Tuesday, August 26, 2003

Chicago, Chicago

Chicago is this magic place that has buses and train systems. Yes, train systemS. There is the CTA for inner-city travel. There is also the Metra for city to suburb travel. Coming from Tennessee, it is sometimes hard to wrap my mind around a city that has all these options for public transportation. It's very cool.

I figured out the train systems easily enough. I've done subways in a few other cities, including Barcelona, where all the signs were in Catalan. The Metra has a book of schedules, but it is quite easy to navigate from South Chicago to the city. No problems there.

Today, I venture forth to figure out the CTA bus system. I have never figured out a bus system. And it IS for lack of trying. I've always driven or taken the train. But I'm going to be a bus person here in the Windy City, so I need to do this today. Valerie starts taking the train to Holy Cross tomorrow. I, Thursday. We're not entirely last minute.

I had somehow decided a good while back that with this plethora of public transportation, I would never ever have to drive in Chicago. I would take buses and trains and maybe my housemates would drive me around once in awhile, but never would I have to brave the big city traffic.

That lasted about a week and a half.

Sunday, I drove four blocks to go rent a movie (Bowling for Columbine- see it). Monday, I drove three and a half blocks to get some tortillas and tomatoes. Just now, I drove all the way to the north side of the city to drop Michael off at his orientation retreat. But on Friday, I will hopefully be able to use the bus to pick him up.

So far, the driving is not as bad as it is in Murfreesboro, which was designed not on a square grid like Chicago, but on a series of circles and triangles that seem to induce gridlock and insanity. I've had no problems driving those three times. We've almost been hit by a few cars while Phil was driving, so I know that there are people in Chicago who sometimes like to pretend they're driving in England and that everyone ELSE is on the wrong side of the road.

Another thing to consider about Chicago is the smog. I've witnessed very little of this phenomenon in person. But the first day we got here, as John drove us around the city, I had to notice that the sky was just not right. It was this icky yellow-grey color. And from afar, the buildings in the Loop were not a tangled mass of independent structures. It was a single lump of murky water colored city, separated from that awful sky by a skyline that was fuzzy at best.

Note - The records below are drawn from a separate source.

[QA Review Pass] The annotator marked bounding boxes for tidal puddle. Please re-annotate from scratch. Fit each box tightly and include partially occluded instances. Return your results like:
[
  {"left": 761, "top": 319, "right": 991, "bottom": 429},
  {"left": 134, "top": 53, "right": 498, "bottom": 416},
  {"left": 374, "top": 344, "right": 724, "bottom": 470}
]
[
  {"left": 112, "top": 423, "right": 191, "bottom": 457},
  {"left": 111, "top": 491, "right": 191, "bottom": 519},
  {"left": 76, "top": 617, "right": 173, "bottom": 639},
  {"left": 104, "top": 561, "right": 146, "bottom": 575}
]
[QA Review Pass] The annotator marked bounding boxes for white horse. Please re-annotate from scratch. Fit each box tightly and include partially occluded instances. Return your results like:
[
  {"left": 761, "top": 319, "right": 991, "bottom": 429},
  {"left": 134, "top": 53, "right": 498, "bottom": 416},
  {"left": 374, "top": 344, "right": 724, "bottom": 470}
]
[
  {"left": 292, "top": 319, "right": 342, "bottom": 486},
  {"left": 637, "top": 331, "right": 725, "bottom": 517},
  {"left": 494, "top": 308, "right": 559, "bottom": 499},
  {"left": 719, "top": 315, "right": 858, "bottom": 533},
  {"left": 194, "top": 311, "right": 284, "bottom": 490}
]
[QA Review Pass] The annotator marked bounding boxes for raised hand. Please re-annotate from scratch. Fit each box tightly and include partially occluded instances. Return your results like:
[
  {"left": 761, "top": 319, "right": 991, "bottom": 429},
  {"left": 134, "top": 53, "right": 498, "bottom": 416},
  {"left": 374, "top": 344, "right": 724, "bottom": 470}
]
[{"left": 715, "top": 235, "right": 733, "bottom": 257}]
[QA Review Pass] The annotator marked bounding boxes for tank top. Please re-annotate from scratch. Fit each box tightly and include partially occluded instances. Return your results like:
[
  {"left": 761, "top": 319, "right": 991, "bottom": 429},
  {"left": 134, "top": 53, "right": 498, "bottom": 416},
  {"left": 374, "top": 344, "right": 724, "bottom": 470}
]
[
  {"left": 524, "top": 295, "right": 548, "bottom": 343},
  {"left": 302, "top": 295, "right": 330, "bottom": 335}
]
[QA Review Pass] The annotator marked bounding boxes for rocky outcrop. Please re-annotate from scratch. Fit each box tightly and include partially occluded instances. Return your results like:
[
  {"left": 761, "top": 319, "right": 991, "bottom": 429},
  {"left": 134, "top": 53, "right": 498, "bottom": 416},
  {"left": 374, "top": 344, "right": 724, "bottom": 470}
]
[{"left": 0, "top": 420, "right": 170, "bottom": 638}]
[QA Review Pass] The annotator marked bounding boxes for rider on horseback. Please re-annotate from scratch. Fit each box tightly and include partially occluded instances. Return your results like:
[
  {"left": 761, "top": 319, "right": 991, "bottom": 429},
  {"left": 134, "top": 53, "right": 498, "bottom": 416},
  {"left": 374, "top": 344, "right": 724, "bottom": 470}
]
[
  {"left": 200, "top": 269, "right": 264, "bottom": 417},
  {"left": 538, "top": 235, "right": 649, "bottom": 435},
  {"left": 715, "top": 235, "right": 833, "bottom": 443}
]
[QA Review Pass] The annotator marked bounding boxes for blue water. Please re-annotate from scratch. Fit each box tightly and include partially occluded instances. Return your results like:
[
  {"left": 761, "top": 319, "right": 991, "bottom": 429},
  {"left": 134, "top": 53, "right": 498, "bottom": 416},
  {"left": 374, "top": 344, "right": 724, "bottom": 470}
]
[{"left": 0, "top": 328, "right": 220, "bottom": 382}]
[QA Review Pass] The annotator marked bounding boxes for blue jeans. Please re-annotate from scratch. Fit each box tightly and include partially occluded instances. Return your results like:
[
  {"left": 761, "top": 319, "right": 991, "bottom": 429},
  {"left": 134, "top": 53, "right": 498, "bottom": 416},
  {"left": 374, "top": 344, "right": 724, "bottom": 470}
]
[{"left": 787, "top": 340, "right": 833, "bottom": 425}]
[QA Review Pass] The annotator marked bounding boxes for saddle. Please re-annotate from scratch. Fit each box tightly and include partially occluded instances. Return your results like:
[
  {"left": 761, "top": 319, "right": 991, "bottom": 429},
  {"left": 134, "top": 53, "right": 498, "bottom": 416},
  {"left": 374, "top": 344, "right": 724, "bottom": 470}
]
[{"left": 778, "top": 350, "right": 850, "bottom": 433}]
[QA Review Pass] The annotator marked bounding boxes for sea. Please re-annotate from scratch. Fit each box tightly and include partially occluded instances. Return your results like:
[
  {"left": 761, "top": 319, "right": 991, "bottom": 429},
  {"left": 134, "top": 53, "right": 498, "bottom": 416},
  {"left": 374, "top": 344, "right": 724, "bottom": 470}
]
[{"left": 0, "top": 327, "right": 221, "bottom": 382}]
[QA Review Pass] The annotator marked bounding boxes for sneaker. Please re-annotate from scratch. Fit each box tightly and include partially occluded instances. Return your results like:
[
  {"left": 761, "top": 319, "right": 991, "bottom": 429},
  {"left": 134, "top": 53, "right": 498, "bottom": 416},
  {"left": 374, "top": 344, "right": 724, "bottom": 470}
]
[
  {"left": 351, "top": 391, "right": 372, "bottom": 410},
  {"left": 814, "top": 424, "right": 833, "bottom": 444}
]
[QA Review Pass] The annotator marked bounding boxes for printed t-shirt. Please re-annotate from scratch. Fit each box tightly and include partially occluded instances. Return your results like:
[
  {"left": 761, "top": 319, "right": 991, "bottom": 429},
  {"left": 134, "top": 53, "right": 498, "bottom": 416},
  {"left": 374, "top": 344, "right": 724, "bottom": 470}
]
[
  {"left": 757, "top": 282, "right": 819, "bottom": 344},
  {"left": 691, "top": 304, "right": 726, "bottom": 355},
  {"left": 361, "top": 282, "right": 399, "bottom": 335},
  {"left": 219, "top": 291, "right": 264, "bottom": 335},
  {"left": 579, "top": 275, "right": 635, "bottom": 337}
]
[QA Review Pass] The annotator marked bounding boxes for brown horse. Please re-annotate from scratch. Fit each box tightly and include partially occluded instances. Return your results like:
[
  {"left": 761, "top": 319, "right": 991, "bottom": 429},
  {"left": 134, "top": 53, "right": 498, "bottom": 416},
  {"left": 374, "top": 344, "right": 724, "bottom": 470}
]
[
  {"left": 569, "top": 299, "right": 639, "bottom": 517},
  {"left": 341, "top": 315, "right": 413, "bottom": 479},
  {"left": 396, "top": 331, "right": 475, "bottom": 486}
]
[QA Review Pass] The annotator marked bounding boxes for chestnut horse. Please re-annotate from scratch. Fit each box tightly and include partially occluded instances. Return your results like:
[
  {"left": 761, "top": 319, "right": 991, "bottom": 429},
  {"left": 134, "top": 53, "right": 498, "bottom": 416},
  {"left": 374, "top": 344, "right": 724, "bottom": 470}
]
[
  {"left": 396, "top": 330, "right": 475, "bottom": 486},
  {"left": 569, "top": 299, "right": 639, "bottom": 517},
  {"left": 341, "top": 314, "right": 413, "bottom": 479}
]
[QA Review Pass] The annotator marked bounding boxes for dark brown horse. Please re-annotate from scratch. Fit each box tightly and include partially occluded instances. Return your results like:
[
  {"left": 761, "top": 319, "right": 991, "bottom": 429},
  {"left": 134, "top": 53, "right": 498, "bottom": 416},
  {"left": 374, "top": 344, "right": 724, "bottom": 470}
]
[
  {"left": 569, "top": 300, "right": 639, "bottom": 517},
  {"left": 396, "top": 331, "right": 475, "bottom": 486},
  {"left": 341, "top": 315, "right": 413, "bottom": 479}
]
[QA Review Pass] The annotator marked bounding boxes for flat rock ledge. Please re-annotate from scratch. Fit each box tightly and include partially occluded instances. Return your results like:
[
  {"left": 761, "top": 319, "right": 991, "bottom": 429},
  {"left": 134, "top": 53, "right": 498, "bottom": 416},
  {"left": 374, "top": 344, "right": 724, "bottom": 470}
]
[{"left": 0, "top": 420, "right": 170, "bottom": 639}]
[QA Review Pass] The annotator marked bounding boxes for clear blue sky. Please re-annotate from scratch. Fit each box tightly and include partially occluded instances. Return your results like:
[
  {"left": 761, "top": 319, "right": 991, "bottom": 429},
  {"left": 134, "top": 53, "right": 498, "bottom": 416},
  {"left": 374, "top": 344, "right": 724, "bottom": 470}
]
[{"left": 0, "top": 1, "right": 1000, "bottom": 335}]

In Tennessee, when the line on the horizon between city and sky is that hazy, it's because it is raining on the horizon. But once in the Loop, there was no rain. You look up and the sky is a hazy blue-ish, like it was painted there by a blind person who had long ago been told what sky looks like, and was only pretty sure of which colors were which. I decided that all of the pictures I had ever seen of the Chicago skyline had either been a) a hoax, or b) taken in 1962. John swore to me that the sky did look normal most times. But I wondered if I should try not to breathe.

I believe it has something to do with the heat. Phil swears it's not pollution, but moisture in the air. Whatever it is, it was a full week before the temperature dropped and the sky was clear. There were a few glorious days when things were cool and breezy and normal looking. But the heat has come back, and this morning, as I drove through the city, Michael and I both awed at the murkiness above.

Oh, and in case you were wondering, I have also officially had Chicago-style stuffed pizza, and man is it good.